AS is Tan Twan Eng’s “The House of Doors”set on the other side of the world, re-imagining life in Malaysia in 1921 when Somerset Maugham visited Penang.
It is Eng’s first novel since his debut “The Garden of Evening Mists” was shortlisted for the 2012 Booker Prize and then won the Man Asian Literary Prize and the Walter Scott Prize for Historical Fiction.
Maugham arrives in Penang with both health and financial problems, having lost a fortune in a risky investment. He had intended to use his two weeks in Penang to recuperate, read, rest and swim but now he knows he must write to restore his finances.
Although most of the characters in “The House of Doors” are drawn from real life, Tan creates a fictional expat couple, Robert and Leslie Hamlyn, who welcome Maugham into their colonial bungalow. Eng imagines that Robert is an old friend of Maugham, that they shared a flat in London and served together in World War I.
Leslie is Penang born and has lived there all her life. When Maugham arrives, Robert’ s health is deteriorating and she is horrified to learn he plans to move to the drier climate of South Africa.
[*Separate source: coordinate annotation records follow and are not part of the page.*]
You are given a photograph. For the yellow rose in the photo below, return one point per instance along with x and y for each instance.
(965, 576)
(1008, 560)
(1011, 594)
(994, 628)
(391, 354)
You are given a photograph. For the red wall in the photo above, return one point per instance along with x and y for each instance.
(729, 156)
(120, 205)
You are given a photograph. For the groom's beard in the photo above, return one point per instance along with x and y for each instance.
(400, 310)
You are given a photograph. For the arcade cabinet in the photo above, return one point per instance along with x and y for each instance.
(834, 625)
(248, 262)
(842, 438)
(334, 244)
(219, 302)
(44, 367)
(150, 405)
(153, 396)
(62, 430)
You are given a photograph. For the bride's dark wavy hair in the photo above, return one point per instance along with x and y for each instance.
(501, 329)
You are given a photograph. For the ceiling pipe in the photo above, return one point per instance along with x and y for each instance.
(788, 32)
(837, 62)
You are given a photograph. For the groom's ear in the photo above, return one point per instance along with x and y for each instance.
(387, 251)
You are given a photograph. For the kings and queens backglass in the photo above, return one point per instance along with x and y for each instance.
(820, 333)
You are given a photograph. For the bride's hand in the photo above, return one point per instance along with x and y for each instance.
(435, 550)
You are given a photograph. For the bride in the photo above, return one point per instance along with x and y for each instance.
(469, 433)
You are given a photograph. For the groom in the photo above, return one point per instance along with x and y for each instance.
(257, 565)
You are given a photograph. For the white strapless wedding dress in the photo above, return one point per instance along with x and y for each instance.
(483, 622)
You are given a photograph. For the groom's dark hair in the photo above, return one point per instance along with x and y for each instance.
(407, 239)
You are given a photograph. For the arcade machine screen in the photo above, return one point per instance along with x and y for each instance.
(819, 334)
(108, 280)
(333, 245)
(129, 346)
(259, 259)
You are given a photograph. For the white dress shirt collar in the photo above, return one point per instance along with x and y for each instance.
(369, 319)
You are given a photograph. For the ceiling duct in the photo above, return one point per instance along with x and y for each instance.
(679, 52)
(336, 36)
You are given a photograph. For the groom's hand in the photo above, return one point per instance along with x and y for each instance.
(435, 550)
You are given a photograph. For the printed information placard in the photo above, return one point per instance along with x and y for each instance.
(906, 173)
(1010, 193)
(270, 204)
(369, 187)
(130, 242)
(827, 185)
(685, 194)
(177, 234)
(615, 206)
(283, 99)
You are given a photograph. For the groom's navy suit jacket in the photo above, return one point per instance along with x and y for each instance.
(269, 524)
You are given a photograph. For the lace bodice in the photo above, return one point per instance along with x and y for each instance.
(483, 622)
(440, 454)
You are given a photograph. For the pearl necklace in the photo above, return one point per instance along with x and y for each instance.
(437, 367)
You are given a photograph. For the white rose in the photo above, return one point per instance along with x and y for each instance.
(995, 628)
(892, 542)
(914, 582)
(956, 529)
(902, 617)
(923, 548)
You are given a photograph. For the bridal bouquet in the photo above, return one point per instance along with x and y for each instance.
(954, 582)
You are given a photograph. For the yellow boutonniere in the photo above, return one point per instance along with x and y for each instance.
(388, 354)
Robert warns Leslie that “there’s nothing [Maugham] likes more than snuffing out people’s scandals and secrets”. However, when she discovers he’s a sympathetic listener, over a series of nights, she shares with him the events of 1910: the year Sun Yat-sen visited Penang fundraising for his eventual revolution against the Chinese Qing dynasty and a European woman, Ethel Proudlock was tried for murder.
Maugham will eventually take Ethel’s story as the basis of one of his most famous stories “The Letter”, which later became a long-running play as well as a film starring Bette Davis, restoring his fortunes.
“The House of Doors” captures the exotic lost world of colonial Penang, with it’s gin cocktails and gossipy parties, in a story of obsession, secrets and lies and the unhappiness of three women, Leslie, Ethel and Maugham’s abandoned wife Syrie, in a male-dominated society.